Chapter 12. Prediction and Goodness of Fit

Chapter Purpose

Regression models can be used for prediction, but prediction is useful only when model performance is assessed carefully. This chapter uses the Milk Data model to explain fitted values, residuals, R², MAE, and RMSE.

Applied Question

In Chapter 10 we estimated:

\[ \widehat{Price}=516.6+417.0\times Volume1000 \]

Can this equation predict milk prices well?

Fitted Values

A fitted value is the value predicted by the regression equation:

\[ \widehat{Y} \]

X = sm.add_constant(milk_data["Volume1000"])
y = milk_data["Price"]
model = sm.OLS(y, X).fit()
milk_data["Predicted"] = model.predict(X)
milk_data[["Price", "Predicted"]].head()
Price Predicted
0 490 884.955783
1 1960 2136.034010
2 1980 2044.288273
3 540 780.699264
4 490 884.955783

Prediction Errors

The residual is:

\[ Residual_i = Actual_i - Predicted_i \]

milk_data["Residual"] = milk_data["Price"] - milk_data["Predicted"]

Residuals measure prediction error.

Goodness of Fit

The model produces:

\[ R^2 = 0.274 \]

Package volume explains approximately 27.4% of the variation in milk prices. The remaining 72.6% is explained by other factors not included in this simple model.

model.rsquared
np.float64(0.27387839998291263)

Prediction Accuracy

Using the actual Milk Data regression:

\[ MAE = 437.6 \]

\[ RMSE = 772.0 \]

MAE means that predictions differ from actual prices by about 438 price units on average. RMSE is larger because it penalizes large prediction errors more strongly.
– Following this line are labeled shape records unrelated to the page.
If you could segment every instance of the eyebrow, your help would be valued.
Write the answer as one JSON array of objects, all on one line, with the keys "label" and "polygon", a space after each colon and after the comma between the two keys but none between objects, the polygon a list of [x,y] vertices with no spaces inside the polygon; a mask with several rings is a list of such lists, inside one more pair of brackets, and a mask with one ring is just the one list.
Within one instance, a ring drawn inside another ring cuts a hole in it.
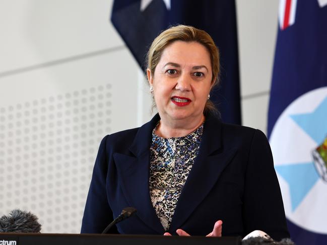
[{"label": "eyebrow", "polygon": [[[175,67],[180,67],[180,65],[179,64],[177,64],[177,63],[174,63],[173,62],[168,62],[168,63],[166,63],[166,64],[164,65],[164,67],[166,66],[167,65],[171,65],[172,66],[174,66]],[[209,72],[209,70],[205,65],[195,65],[194,66],[193,66],[192,67],[192,69],[193,70],[197,70],[199,69],[201,69],[202,68],[204,68],[207,70],[207,71]]]}]

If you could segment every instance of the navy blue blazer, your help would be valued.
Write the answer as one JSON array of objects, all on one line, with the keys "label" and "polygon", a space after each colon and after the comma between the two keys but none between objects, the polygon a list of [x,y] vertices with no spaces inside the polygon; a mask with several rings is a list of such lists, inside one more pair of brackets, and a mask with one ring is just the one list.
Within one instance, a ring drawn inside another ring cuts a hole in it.
[{"label": "navy blue blazer", "polygon": [[[94,166],[82,233],[101,233],[126,207],[137,214],[112,232],[162,234],[149,190],[152,132],[156,115],[140,128],[105,136]],[[207,235],[223,221],[223,235],[263,230],[289,237],[269,144],[258,130],[207,115],[199,153],[177,203],[168,232]]]}]

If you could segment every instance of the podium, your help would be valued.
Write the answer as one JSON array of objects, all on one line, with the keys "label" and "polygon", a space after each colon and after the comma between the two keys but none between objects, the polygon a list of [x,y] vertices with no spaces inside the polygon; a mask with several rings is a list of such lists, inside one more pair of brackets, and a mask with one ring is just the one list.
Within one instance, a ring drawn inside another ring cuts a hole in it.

mae = mean_absolute_error(milk_data["Price"], milk_data["Predicted"])
rmse = root_mean_squared_error(milk_data["Price"], milk_data["Predicted"])
mae, rmse
(437.5678085533861, 772.0000524580844)

Actual Versus Predicted Plot

plt.scatter(milk_data["Price"], milk_data["Predicted"])
plt.xlabel("Actual Price")
plt.ylabel("Predicted Price")
plt.title("Actual versus Predicted Prices")
plt.show()

Residual Plot

plt.scatter(milk_data["Predicted"], milk_data["Residual"])
plt.axhline(y=0, linestyle="--")
plt.xlabel("Predicted Price")
plt.ylabel("Residual")
plt.title("Residual Plot")
plt.show()

A good residual plot should show random scatter with no systematic pattern.
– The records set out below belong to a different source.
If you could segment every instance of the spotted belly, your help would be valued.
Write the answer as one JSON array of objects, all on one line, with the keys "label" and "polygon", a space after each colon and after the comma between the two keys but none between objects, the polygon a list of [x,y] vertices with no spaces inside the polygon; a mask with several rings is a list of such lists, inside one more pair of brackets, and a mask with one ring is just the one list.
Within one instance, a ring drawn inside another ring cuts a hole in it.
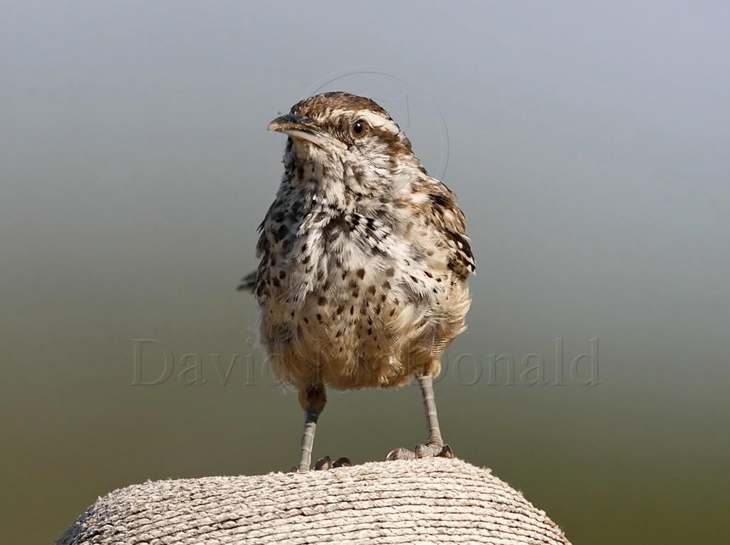
[{"label": "spotted belly", "polygon": [[[262,309],[261,333],[277,374],[300,387],[321,381],[345,390],[397,386],[414,372],[433,372],[464,329],[464,316],[446,310],[433,292],[426,297],[404,290],[403,274],[377,263],[337,270],[300,305],[270,301]],[[444,284],[458,303],[456,285]],[[447,292],[439,292],[444,303]],[[468,308],[468,292],[461,298]]]}]

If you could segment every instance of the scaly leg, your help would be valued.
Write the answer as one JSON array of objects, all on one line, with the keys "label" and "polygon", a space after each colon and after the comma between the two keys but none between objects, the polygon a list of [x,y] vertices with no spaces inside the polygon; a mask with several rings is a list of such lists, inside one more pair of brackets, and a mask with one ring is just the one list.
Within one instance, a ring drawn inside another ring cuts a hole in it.
[{"label": "scaly leg", "polygon": [[301,433],[299,465],[295,469],[298,471],[309,471],[312,465],[312,449],[315,444],[317,420],[327,403],[324,384],[314,384],[299,390],[299,403],[304,409],[304,430]]},{"label": "scaly leg", "polygon": [[417,375],[416,378],[418,379],[421,395],[423,398],[423,409],[426,411],[429,438],[425,444],[416,445],[415,452],[403,447],[391,450],[388,453],[386,460],[412,460],[437,456],[453,458],[453,453],[451,452],[451,447],[445,445],[444,440],[441,437],[439,417],[436,411],[436,401],[434,399],[434,379],[429,374]]}]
Prediction Versus Explanation

Prediction and explanation are related but not identical. Prediction focuses on accuracy. Explanation focuses on economic interpretation. A model can predict well without being causal, and a model can be useful for explanation even with modest prediction power.

Warning

A high R² does not prove causality and does not guarantee that the model is correctly specified.

What We Learned From the Milk Data

  • R² = 0.274
  • MAE = 437.6
  • RMSE = 772.0

Volume is useful but not sufficient. Additional variables are needed to improve prediction and explanation.

Key Takeaways

  • Fitted values are predicted values.
  • Residuals measure prediction errors.
  • Volume explains 27.4% of milk price variation.
  • MAE is approximately 437.6 price units.
  • RMSE is approximately 772.0 price units.
  • Prediction and explanation are distinct objectives.